The VND remained resilient against external factors including the stronger greenback and the weakened Chinese yuan, with a forecast for the dong to devalue by some 1 percent by the end of the year to short up exports.
The State Bank of Vietnam (SBV) boosted its daily fixing to VND22,578 a dollar on May 10, an increase of VND10 from the previous day, VND20 from May 7 and some VND30 on top of the daily rate posted on May 2 the day the Federal Open Market Committee (FOMC) ended its two-day meeting. The adjustment, while on the rising trend, according to Tran Chi Thanh, deputy director of treasury at the Vietnam International Bank (VIB), was within the SBV’s policy that allows for the upward and downward movements of the foreign exchange (FX) rate on a daily basis.
“The FX rate in the market, as far as we’ve observed, has not changed much,” said Thanh.
In fact, the dong stayed put against the dollar across numerous banks last week. One USD was traded at VND22,805 on the sell side and VND22,735 on the buy side for five straight sessions starting May 4 at Vietcombank, after propping up to VND22,795 a dollar on May 3.
“The movement of the USD/VND at banks has reflected the actual FX supply and demand in the market, where the supply of USD is currently abundant, while another factor that holds up the FX rate is the stable VND-denominated and USD-denominated interest rates,” Thanh said.
According to Ngo Dang Khoa, head of global markets at HSBC Vietnam, the VND has remained moderately resilient against the stronger greenback thanks to sound fundamental footings such as robust GDP growth, widening current account surplus, and strong USD inflows (from both FDI and FII), which have helped boost the country’s FX reserves.
“On the other hand, the SBV’s prudent FX policy, with a sense of favouring VND stability, has proactively managed potential volatility in capital flows as the Federal Reserve (Fed) continues to hike rates,” said Khoa.
The first week of May saw the FOMC leave its interest rates unchanged, with indications for an additional three to four rate hikes during the remaining part of the year, while the People’s Bank of China (PBOC) devalued its yuan to RMB6.3670 per dollar.

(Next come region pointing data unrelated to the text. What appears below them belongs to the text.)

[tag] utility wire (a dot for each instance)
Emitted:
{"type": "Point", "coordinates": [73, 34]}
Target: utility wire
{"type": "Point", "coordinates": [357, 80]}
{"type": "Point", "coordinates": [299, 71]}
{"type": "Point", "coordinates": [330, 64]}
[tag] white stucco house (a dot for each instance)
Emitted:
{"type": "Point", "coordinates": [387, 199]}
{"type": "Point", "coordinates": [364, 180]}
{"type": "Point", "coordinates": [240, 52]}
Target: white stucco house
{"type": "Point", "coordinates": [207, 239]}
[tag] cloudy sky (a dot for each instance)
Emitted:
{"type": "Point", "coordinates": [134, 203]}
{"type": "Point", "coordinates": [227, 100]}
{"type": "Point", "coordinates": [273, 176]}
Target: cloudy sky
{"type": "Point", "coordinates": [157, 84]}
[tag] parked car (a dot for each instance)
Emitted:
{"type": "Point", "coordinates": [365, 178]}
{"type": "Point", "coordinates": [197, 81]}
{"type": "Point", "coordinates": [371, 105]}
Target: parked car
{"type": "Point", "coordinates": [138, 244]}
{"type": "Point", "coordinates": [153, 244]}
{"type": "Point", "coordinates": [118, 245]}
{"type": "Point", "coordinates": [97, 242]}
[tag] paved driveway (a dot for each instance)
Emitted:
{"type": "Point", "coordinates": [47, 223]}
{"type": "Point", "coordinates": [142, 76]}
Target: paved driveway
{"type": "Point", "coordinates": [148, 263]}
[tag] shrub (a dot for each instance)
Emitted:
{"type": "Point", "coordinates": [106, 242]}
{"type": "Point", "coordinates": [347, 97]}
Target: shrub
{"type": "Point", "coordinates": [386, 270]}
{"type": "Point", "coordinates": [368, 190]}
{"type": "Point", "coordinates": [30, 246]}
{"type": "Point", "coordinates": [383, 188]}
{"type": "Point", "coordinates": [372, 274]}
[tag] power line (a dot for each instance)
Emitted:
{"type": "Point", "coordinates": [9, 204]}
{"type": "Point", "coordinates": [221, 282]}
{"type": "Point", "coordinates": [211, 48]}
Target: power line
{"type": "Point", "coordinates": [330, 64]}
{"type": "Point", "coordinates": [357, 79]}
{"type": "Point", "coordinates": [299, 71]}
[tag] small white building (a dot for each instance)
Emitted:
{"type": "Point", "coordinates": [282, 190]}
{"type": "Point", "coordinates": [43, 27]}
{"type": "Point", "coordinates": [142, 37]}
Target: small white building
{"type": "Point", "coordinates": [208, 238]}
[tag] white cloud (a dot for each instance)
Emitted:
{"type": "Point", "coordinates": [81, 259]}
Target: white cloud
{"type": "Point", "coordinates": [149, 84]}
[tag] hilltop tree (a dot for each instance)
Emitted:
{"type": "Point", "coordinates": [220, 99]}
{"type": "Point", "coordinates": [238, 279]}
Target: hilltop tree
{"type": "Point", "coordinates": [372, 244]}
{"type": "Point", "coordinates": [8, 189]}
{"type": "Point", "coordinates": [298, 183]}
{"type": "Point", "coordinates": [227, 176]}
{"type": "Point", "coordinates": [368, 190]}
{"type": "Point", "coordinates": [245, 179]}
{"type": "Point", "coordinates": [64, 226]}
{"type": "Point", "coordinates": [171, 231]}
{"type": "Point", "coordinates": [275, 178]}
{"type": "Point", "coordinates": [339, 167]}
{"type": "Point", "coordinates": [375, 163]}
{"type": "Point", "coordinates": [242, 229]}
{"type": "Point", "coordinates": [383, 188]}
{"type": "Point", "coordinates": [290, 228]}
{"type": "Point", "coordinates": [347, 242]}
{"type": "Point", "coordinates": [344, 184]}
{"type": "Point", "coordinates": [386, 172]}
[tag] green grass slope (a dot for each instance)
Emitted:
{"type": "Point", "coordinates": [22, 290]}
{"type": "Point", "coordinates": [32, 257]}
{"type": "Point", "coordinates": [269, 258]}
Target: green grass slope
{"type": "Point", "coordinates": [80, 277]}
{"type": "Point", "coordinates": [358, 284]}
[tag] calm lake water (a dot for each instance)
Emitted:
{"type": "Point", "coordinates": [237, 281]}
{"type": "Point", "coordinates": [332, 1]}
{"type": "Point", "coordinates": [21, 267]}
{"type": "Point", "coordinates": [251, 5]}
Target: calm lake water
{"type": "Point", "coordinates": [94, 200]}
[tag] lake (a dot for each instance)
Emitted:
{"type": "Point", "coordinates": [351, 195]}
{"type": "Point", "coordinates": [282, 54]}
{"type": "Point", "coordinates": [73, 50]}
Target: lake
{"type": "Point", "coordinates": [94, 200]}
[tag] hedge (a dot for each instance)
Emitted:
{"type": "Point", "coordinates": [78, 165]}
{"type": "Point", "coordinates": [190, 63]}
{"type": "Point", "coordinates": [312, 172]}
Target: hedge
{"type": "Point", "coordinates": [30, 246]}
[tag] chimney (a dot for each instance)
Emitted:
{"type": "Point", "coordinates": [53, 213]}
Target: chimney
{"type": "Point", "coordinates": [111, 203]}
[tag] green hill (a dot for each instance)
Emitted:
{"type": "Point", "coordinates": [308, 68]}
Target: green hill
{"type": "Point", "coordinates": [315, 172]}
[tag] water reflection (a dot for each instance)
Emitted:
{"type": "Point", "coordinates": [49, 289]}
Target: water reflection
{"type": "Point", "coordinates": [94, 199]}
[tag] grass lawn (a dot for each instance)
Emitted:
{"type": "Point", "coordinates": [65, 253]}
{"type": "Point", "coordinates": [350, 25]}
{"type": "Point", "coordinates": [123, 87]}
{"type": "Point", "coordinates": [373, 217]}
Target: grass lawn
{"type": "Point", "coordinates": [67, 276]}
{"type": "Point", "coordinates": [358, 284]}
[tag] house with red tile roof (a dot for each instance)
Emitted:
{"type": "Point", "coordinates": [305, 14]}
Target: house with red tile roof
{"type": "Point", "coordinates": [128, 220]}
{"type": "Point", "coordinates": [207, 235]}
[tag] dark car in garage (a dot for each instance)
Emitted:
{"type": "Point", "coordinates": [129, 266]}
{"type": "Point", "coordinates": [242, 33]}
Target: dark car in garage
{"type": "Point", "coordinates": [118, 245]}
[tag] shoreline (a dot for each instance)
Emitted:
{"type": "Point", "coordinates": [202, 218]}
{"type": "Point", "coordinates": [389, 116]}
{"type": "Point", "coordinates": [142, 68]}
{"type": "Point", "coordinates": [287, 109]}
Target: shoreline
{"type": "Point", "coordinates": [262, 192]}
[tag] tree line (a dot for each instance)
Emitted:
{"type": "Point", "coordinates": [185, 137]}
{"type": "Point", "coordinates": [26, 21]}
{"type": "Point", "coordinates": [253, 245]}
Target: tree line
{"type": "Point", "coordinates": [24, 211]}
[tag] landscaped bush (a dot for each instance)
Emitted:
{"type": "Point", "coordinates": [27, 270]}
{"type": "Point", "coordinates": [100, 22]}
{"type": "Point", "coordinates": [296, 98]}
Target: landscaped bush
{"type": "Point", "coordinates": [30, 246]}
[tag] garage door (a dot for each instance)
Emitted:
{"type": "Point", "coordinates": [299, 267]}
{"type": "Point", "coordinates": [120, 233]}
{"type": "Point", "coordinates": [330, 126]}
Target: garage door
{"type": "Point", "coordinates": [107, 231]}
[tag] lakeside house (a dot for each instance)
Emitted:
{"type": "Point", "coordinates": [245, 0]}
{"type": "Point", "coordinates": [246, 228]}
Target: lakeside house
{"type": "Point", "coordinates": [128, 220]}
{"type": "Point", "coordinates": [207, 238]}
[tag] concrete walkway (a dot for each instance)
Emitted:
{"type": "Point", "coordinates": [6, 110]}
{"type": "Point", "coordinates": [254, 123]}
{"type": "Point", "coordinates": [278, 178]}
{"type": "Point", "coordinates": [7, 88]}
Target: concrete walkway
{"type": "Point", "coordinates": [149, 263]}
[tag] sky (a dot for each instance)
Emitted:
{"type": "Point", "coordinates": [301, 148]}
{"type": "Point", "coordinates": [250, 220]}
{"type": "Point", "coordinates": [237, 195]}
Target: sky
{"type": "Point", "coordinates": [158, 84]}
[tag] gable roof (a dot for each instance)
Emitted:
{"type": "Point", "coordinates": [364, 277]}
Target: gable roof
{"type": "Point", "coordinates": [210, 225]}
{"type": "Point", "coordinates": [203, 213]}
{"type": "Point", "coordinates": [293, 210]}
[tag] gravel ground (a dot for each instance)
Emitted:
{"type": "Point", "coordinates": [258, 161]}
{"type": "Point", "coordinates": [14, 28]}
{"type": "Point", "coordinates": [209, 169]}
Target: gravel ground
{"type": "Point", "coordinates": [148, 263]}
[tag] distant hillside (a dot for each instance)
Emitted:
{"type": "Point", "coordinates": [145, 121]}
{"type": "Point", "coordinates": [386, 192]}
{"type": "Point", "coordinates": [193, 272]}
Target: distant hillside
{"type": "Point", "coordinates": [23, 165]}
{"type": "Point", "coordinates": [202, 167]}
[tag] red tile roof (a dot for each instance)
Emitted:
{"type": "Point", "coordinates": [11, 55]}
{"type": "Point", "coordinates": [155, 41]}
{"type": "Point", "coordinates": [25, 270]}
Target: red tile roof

The Fed, as Khoa noted, seems to be sticking to the path laid out in its ‘dot’ projection, which shows a higher average Fed ‘dot’ plotted in 2018, matching the market’s dovish stance. The mismatch between higher US rate differentials and a weaker USD is likely to reverse. In contrast, other central banks across the G10 members face challenges to begin or extend their tightening process.
“The local currency is not immune from rate hikes and a stronger USD overall. However, thanks to the adequate growth in FX reserves over the past few months, the central bank would rather have sufficient ammunition to balance the need for stability than export competitiveness,” he added.
The local FX reserves, as the government’s regular meeting held on May 3 revealed, have reached a record high of $63 billion, of which $4 billion was raised in March and April alone, following the New Year holiday in February.
Khoa of HSBC said that the central bank’s USD/VND fixing mechanism is currently partly based on the movements of the basket of currencies having large trade relations with Vietnam, which also includes the USD. The recent rally in the USD index since mid-April has provided positive correlation to a higher daily FX fixing rate of the SBV.
Meanwhile, with China being Vietnam’s largest export market, the weakened yuan could possibly pose a great concern for local exporters. Yet the weak currency will not immediately take its toll on the local market, as Vietnamese exports are largely paid for in USD rather than yuan.
Towards the year’s end, VIB’s Thanh expects the VND to appreciate by 1 percent at most against the USD, subject to the SBV’s objective to support local exports.